I so wanted to write about my Dickens, my Professora, the warmth of our home.

Tuesday, June 10, 2008

My Fellows at 4 Fitzgibbon


Bananas in the Backyard


Before I pick up other threads--the remains of the prison colony on Sarah Island, the chronicling of my own Jewish despair and anger at the state of the world, the travails of an aging fem queer self--I return to some images of my life here, at 4 Fitzgibbon Avenue in West Brunswick. I read myself to bed these nights with Dicken's "Barnaby Rudge," a novel of his later years, I thought only to discover this not so, published as it was in 1841--it is I who desire to see how an imagination ages and find I love the man more and more as I age. I am already ten years older then Dickens was when he collapsed and died after a dinner in his family home--but how vacant those years seem for me in some creative sense as I read of Grip's tenacious hold on Barnaby's playful self, of the warmth of the Maypole Inn's common room, of Dicken's vast view of London both alive in his own time and the past dark streets of a city growing into its self a hundred years earlier. Never has a fire shown so bright on the page, the wind howled so forlornly outside the frosted windows, yes, the glow of sentiment and moral vision, all the holy fools of Shakespeare are here, and hollow worlds of human vanity and vital richness es of earthly beauty--even more special as I hold the compact Oxford Illustrated Dickens edition in my hands, late into the night, with its yellow illustrated cover, I am close to Naomi who back in New York City, my other London, took this book off the top shelf of the book case close to the door, plucked it from the row of the other Dickens in this series and put it into my hands. A plump, solid moment, these bound words from her hands into mine. Now that winter is approaching here, back in Melbourne, I sometimes light the fire in our small hearth in the study, Cello stretches out in front of the warming blaze and I read my Dickens with all the howls of weather and the human heart in this little space between the fire and my chair. I am so grateful to the imagination of this gifted hard working man, to all who have put words into my hands, living things that dance with the glory of our so vast, so frail human possibilities.
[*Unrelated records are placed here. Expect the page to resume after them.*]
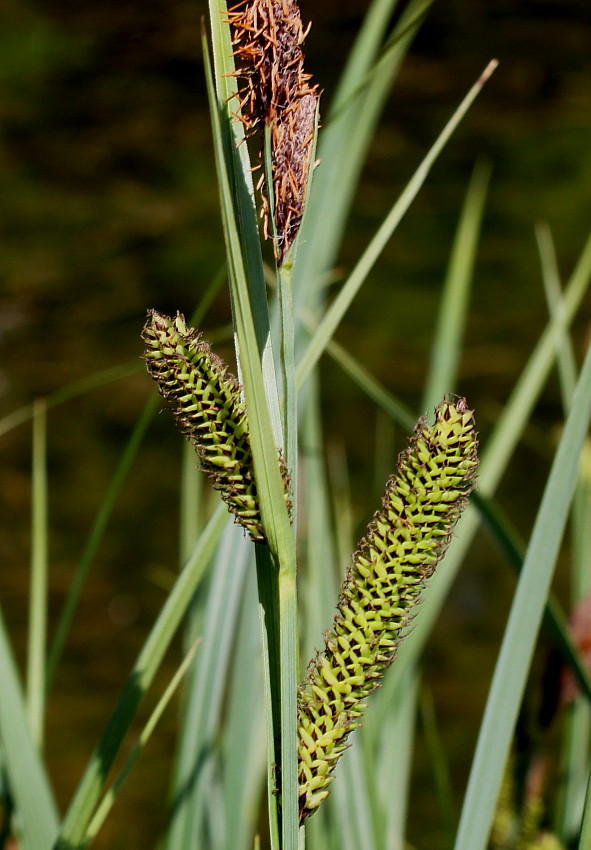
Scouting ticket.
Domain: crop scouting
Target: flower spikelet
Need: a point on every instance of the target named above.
(403, 544)
(268, 36)
(205, 399)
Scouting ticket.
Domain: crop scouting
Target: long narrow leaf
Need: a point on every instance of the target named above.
(29, 786)
(91, 786)
(110, 797)
(520, 635)
(203, 705)
(338, 308)
(447, 343)
(345, 138)
(38, 586)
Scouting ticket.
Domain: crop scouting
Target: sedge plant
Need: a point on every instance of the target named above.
(333, 745)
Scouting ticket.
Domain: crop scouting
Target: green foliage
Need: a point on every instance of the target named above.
(403, 544)
(239, 717)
My comforts in this world of our horrors--the guns that spit death, the bombs that birth hundreds of other killing bits, the marches and the flags and uniforms of humanity lost.

Last night such pleasures. Daniel and Joel, two young friends, joined us for dinner. Daniel and I had been working for some hours on our book project, "Archiving Pleasures: An International History of the Founding and the Future of Lesbian and Gay Archives," in this same study with another fire warming the room. Then as night fell, La Professora returned from work and Joel was called from his academic toil and we set out for Moony Ponds, a neighborhood, as we would say in New York, made famous by Dame Edith, the created "woman" of Barry Humphrey as her home town and the one from which Humphrey had to flee in real life. Four queers in Fifi, our old Honda, tootling down Dawson Street in search of somewhere to eat on this the evening of The Queens Birthday, a national holiday here. In five minutes, Dawson street turns into Puckle street and we are in Moony Ponds--and Dickens is dancing in my head. We find the only restaurant still open, a small Vietnamese family place and talk and eat and talk for a few hours-- in a small place in a small suburp--and then back to Brunswick and Lygon street to a still open Italian pastry shop where La Professora tells us her plans to bake a trifle for Joel to celebrate his Ph.D. Good talk, good friends, all knowing uncertainties, but laughing and kind with Joel even given in to my request for a bit of French, his loved language--by reciting a poem by Sartre. We pile back into Fifi and head back home. Later in the night, as I lay with Dickens resting on my belly--I remember Daniel's words almost whispered into my ear ,as we sat looking at the photographs he had taken of New York just two weeks before when he visited for the first time--he had gone to my old home, 215 on 92nd and taken images for me, Hector, Maria, the postwoman, all who had remembered and as I sat in the darkness with him with only the light from the computer screen in front of us and the dying light of the fire behind us, he whispered, don't worry, Joanie, we will get back there. How like Barnaby and his pal, Grip, a smart bird who never left the side of the "fantastic, half-crazed youth," as Dickens described him. Kindness and promises not to be kept but to be commemorated.

Wednesday, June 4, 2008

The River and Beyond


Rivers of Loss, Rivers of Resistance



Like the river that carried us along thick shores and past histories, the events of my own time move much faster then I am able to. I have not been feeling well, my thoughts are slow but I can see the shimmer of events that I can no longer hold on to. Stories spill over into each other, and I cannot finish tellings before the shores have become distant clouds.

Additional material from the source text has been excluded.